Then the trembling starts.
Talia goes completely rigid, her back arching against me.
I tighten the arm I have banded around her middle, desperate to keep her from falling, and feel her begin to convulse.
Her teeth rattle together, and her entire body shakes violently. I’m not sure if it’s a seizure, but I imagine this is what they’re like. All the color drains from her skin, and fear grips me in its fist and squeezes extra tight.
“Talia! Talia, can you hear me?”
“Pull her out,” Riven yells, promptly switching teams on me, but I’ve already gathered my bride in my arms, cupping her cheek and jostling her slightly, inwardly begging her to come back to me.
“Fucking working on it!” Yelling at the vampire helps untangle the bramble of my emotions so I can focus on what’s most useful.
Then, like a hero in a damn fairytale, I take Talia’s chin in my hands, twist her face to mine, and crush my mouth to hers in a heated kiss.
Our chemistry and that feral, carnal pull between us is the strongest thing I’ve ever felt, and I’m desperately hoping it’ll break through to her now.
“Come back to me,” I whisper, fingers tangling in her hair. “Natalia, we’re in this together, remember? I’ll find a way in and destroy the entire realm if that’s what it takes to pull you out.”

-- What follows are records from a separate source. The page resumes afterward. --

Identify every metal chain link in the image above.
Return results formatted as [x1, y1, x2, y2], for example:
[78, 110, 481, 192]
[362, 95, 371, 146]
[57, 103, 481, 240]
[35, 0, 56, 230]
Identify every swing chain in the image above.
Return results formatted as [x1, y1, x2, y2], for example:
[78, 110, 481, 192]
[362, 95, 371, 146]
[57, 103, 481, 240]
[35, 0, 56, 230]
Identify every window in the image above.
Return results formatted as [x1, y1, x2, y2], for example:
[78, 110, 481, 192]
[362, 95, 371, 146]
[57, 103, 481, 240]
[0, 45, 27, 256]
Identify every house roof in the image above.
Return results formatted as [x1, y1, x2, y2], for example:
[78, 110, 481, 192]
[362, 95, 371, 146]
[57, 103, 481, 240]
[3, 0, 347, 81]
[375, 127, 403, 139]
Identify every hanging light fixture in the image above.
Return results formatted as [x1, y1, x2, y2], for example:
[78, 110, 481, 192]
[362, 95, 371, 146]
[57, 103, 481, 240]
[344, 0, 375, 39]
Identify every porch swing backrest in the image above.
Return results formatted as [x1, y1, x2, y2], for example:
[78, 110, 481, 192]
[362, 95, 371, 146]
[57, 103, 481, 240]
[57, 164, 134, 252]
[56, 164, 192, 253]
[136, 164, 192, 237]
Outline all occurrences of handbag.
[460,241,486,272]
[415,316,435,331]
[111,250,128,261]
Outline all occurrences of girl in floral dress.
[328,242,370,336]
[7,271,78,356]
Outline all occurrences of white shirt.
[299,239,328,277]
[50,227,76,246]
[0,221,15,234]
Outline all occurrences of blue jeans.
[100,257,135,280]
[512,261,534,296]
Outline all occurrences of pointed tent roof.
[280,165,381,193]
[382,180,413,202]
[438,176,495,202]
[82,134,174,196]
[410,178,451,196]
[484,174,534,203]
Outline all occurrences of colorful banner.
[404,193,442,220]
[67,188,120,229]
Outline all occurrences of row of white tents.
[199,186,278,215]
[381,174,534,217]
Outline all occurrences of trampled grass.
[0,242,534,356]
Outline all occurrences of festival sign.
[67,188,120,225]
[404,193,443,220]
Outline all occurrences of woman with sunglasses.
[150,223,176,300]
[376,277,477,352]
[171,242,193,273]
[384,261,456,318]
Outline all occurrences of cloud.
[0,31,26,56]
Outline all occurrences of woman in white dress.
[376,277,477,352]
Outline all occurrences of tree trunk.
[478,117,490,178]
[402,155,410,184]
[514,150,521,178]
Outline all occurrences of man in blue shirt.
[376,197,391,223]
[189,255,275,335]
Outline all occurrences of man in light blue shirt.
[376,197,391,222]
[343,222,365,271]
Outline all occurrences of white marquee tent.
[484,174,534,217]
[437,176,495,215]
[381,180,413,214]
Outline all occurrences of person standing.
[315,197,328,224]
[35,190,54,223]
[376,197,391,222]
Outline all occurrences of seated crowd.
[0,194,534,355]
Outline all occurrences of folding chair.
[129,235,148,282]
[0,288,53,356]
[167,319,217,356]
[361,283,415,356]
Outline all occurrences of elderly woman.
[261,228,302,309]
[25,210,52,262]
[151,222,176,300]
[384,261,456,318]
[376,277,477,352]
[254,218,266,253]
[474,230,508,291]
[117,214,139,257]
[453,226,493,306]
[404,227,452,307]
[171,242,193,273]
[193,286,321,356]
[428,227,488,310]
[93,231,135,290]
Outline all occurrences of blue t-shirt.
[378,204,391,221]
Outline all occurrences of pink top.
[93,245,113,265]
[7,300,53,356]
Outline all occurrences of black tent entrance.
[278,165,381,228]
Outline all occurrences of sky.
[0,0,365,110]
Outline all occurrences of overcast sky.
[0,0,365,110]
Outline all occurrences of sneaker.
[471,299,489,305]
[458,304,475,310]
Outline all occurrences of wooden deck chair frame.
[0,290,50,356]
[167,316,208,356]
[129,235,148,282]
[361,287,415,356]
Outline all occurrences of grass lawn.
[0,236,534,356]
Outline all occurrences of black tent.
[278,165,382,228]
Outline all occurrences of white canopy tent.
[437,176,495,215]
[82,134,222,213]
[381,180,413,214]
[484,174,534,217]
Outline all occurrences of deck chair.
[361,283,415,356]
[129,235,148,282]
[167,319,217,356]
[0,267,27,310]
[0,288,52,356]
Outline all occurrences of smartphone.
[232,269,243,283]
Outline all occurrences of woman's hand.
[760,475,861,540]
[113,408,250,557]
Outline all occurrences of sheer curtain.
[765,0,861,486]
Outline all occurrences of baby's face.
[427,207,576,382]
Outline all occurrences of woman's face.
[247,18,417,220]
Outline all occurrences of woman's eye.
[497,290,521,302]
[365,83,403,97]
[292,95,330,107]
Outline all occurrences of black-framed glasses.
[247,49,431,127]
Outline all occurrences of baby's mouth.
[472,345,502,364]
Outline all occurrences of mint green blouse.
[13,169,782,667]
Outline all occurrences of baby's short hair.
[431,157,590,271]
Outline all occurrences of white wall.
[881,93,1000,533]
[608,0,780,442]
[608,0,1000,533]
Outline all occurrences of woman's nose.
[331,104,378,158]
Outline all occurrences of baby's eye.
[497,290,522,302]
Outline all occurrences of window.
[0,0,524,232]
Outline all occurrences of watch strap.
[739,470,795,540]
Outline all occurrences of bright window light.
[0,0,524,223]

Pressure fills the space, popping my ears and leaving my head too heavy for my body. The forest comes to life around us, wind whipping through the trees, birds crying out and leaving branches in a chaotic flutter of wings.
Until all of a sudden I’m thrown backward onto my ass, Talia still in my arms as her spirit crashes into her body.
She comes to with a gasp that immediately turns coughing fit.
I wrap my arms around her, drawing her tight to my chest as she works on catching her breath. “It’s okay. I’ve got you.”
She’s ice cold and drenched in sweat, trembling and tormented and rocking back and forth, back and forth.
She cranes her neck, her eyes thrown so wide with terror it strikes fear in me as well. “Diego. Is the compound okay? Did you get it put out before it burned?”
At the mention of the compound burning, everything within me shifts, a dark and ugly sensation rising up with a cloud of hate.
“Okay, phew, we’re in a different forest,” she says, rapidly blinking to get her bearings.
At the sharp inhale to our right, so filled with a covetous awe, my instincts have me curling Natalia protectively closer.
That’s when I notice she’s holding something in her hands, gripping it so tightly her knuckles have gone as white as her blanched face.
With pale white bones attached with what looks like dried out strings of intestines, stained with blood and glowing faintly with runes I don’t recognize but instantly distrust.
My heart stutters, an internal tug o’ war taking place within me.
She brought it back, the weapon she risked going into the Hollow to take.
The vampires have their Blood Loom.
CHAPTER TWENTY-THREE
Whatever was in there,watching and whispering—promising to teach me to use my powers correctly—came chasing.
The instant I took the weapon from the version of me that followed my mother’s warpath, my instincts screamed at me to run.
I’d sprinted across the ever-changing and morphing landscape as fast as I could, headed back in the direction I’d come, the loom gripped so tightly in my hand I’d probably have the imprint on my palm for days.
Enshrouded, other-worldly creatures swooped down at me, like banshees determined to rip the magical tool from me.
Lungs burning, I’d reached the spot where I could see a puckered scar from my original entrance, but no amount of yanking at the threads worked. They weren’t golden or infused with life anymore, and a cold sweat broke out across my skin as a shadowy figure darted around me, too fast to see with my naked eye.